Question: What is the difference between dispositional sanctification and transformation?
Answer: Dispositional sanctification is a change in disposition, a change in our peculiar disposition. Everyone has a peculiar and strange disposition, and there is no exception to this. After we have been sanctified, our former peculiar and strange disposition is changed and becomes proper, matching God’s nature. On the other hand, transformation is the outward manifestation as the issue of the metabolism in life within us. Dispositional sanctification changes our strange disposition, whereas transformation swallows up all the weaknesses in us by metabolism, resulting in an outward manifestation.
Question: When do we reach the maturity in life? At the Lord’s coming back or today?
Answer: Maturity is a daily matter, but no one dares to determine the degree of maturity. Paul said, “For I am conscious of nothing against myself; but I am not justified in this, but He who examines me is the Lord. So then do not judge anything before the time, until the Lord comes” (1 Cor. 4:4-5). If you feel that you have matured very much a month after you hear this message, it shows that you are not mature. The immature ones always feel that they are mature. On the contrary, the mature ones are humble and feel that they are not mature and are still lacking very much.
Question: We have been regenerated in life and changed in our disposition with God’s life and nature. Why do we still need to be transformed in our mind for our whole life?

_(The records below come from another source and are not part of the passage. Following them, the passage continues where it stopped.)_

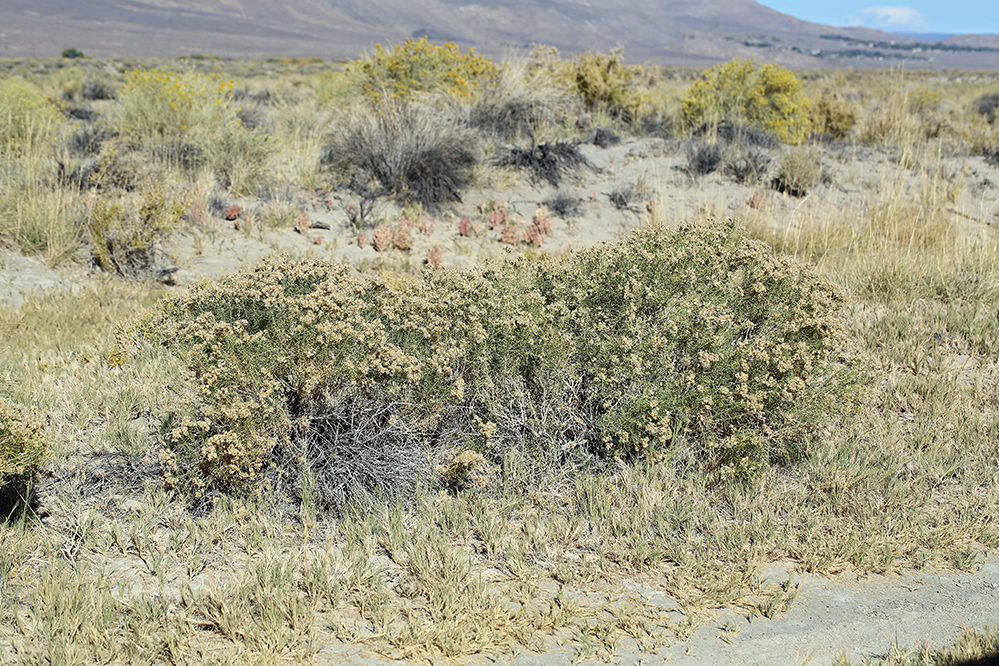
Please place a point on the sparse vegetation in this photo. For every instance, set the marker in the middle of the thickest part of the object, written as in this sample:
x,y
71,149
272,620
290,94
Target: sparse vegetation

Answer: God does not use our natural life; He uses only His own life. God has generated us in life, but our disposition is strange, so He sanctifies us with His holy nature. Furthermore, He also transforms us metabolically from within so that we have the outward expression of the divine image. This is the work of the organic aspect of God’s salvation. God carries out this organic work by His life, by His nature, and by the expression of His image. Eventually, the consummation of God’s work is for us to be conformed and glorified. However, all of these things must be carried out through transformation by the renewing of the mind. For example, the Bible clearly shows us that the Triune God is eternally co-existing and co-inhering, yet many in Christianity insist that there are three separate Gods. Another example is concerning 1 Corinthians 15:45, which says clearly that the last Adam became the life-giving Spirit, yet many in Christianity say that Christ and the Holy Spirit are two. This shows that unless our mind is turned, renewed, and transformed, we cannot accurately understand the Bible. The transformation of our mind takes a lifetime.